Le conseil fut suivi. Dardenne de la Grangerie, que Marguerite mit au courant par une lettre circonstanciée, prit en mains le procès; nous le gagnâmes brillamment. Nous avions exigé des excuses écrites. Elles nous arrivèrent, de la grosse écriture du maire en sabots et signées de signatures informes. Très magnanimes, nous n'avions pas exigé d'indemnité pécuniaire, ce qui enthousiasma nos agresseurs, à tel point, qu'ils proposèrent de nous porter en triomphe, si nous revenions dans le pays.
J'ai toujours gardé précieusement la petite croix d'argent, surmontée d'un poulain, que Dardenne fit fondre, à quelques exemplaires, pour les vainqueurs de ce combat mémorable.
[XII]
Mohsin-Khan m'avait demandée à mon père Mais un mystère planait sur cette démarche, qui ne semblait pas avoir été accueillie très favorablement. Je ne m'expliquais pas pourquoi on ne m'en disait rien, et j'étais curieuse de connaître la cause de cette réserve. Ce fut Marguerite de la Grangerie qui me la révéla. Le général avait été obligé de faire un aveu, d'expliquer sa situation, qui, très normale en Asie, pouvait paraître singulière à un Européen: il était marié en Perse, mais dans des conditions particulières; il s'agissait d'un mariage temporaire, qui se dénouait de lui-même, après un certain nombre d'années, si l'on ne renouvelait pas l'engagement. Le terme fixé était échu; Mohsin-Khan allait retourner dans son pays, pour régler cette affaire et revenir complètement libre.

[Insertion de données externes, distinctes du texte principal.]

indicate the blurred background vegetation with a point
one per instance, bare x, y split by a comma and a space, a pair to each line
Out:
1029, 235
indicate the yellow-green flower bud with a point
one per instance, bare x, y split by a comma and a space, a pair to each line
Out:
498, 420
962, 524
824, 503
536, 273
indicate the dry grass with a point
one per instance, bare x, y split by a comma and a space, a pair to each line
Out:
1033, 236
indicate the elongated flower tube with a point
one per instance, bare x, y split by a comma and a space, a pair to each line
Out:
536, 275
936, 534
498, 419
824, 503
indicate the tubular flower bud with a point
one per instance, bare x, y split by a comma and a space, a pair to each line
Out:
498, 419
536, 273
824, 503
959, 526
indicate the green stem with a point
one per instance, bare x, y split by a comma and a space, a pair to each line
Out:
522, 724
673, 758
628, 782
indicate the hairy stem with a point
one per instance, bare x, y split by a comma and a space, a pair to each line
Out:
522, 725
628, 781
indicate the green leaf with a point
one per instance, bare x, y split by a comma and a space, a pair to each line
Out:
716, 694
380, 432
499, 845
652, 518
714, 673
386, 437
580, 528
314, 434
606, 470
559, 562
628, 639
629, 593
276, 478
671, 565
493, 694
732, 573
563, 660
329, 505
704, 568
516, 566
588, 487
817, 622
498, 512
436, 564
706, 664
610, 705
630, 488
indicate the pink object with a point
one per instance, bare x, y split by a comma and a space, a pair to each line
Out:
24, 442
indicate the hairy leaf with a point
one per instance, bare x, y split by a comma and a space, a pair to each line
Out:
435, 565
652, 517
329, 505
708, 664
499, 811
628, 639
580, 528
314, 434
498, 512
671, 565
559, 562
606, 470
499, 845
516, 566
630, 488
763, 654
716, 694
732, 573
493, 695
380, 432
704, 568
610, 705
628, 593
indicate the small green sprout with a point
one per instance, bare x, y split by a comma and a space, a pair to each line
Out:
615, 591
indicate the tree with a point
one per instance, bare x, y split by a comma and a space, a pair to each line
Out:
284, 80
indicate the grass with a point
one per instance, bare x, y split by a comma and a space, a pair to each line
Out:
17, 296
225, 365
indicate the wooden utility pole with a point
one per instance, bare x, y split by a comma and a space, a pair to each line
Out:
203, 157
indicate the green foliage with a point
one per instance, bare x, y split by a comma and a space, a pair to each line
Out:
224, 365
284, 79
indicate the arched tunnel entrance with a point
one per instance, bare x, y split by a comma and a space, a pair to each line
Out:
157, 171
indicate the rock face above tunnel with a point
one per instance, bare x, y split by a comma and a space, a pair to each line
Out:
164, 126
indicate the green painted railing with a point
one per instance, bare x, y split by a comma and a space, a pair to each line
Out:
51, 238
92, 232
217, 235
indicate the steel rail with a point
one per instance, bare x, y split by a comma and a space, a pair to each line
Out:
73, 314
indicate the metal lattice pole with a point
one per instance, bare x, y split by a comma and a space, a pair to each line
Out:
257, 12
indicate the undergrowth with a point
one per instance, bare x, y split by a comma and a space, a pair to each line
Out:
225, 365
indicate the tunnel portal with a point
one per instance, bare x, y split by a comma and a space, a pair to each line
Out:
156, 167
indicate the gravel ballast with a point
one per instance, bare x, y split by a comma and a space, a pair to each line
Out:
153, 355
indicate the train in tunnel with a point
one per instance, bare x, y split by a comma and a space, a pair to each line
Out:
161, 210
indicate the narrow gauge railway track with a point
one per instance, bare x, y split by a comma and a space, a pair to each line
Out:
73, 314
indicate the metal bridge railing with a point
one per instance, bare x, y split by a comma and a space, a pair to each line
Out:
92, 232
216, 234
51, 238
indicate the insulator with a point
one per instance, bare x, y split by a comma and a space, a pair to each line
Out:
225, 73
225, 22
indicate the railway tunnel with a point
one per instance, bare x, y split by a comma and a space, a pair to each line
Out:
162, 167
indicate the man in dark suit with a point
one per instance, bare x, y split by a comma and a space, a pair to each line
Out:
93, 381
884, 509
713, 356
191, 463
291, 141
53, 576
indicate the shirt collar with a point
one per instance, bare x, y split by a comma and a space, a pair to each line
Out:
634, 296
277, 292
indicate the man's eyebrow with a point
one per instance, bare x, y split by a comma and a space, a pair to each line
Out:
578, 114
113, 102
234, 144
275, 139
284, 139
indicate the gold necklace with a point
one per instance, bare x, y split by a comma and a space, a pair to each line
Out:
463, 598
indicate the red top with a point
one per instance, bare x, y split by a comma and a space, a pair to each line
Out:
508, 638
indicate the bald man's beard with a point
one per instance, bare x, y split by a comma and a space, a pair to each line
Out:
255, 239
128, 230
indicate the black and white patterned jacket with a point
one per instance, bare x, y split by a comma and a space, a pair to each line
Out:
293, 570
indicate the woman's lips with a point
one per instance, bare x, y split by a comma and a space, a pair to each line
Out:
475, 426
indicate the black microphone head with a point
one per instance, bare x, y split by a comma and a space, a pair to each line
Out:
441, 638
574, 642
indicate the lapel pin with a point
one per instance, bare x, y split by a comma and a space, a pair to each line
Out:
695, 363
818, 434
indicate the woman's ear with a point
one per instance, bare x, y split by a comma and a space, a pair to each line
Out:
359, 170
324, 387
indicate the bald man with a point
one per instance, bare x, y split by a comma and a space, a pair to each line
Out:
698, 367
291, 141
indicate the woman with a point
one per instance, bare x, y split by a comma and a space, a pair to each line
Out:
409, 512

Mon père jugea qu'en l'état des choses il n'était pas possible d'examiner la demande, ni d'y faire aucune réponse, qu'il fallait attendre, pour cela, le fait accompli et le retour de Perse. On fit même comprendre au général, très assidu à Neuilly, qu'il devait, jusqu'à nouvel ordre, espacer ses visites.
Mohsin fut désolé de cette décision et chercha à nous rencontrer, dans des maisons amies, ou au théâtre. Il était toujours, je ne sais comment, très bien renseigné; il trouvait le moyen, aux premières représentations, de louer la loge voisine de la nôtre.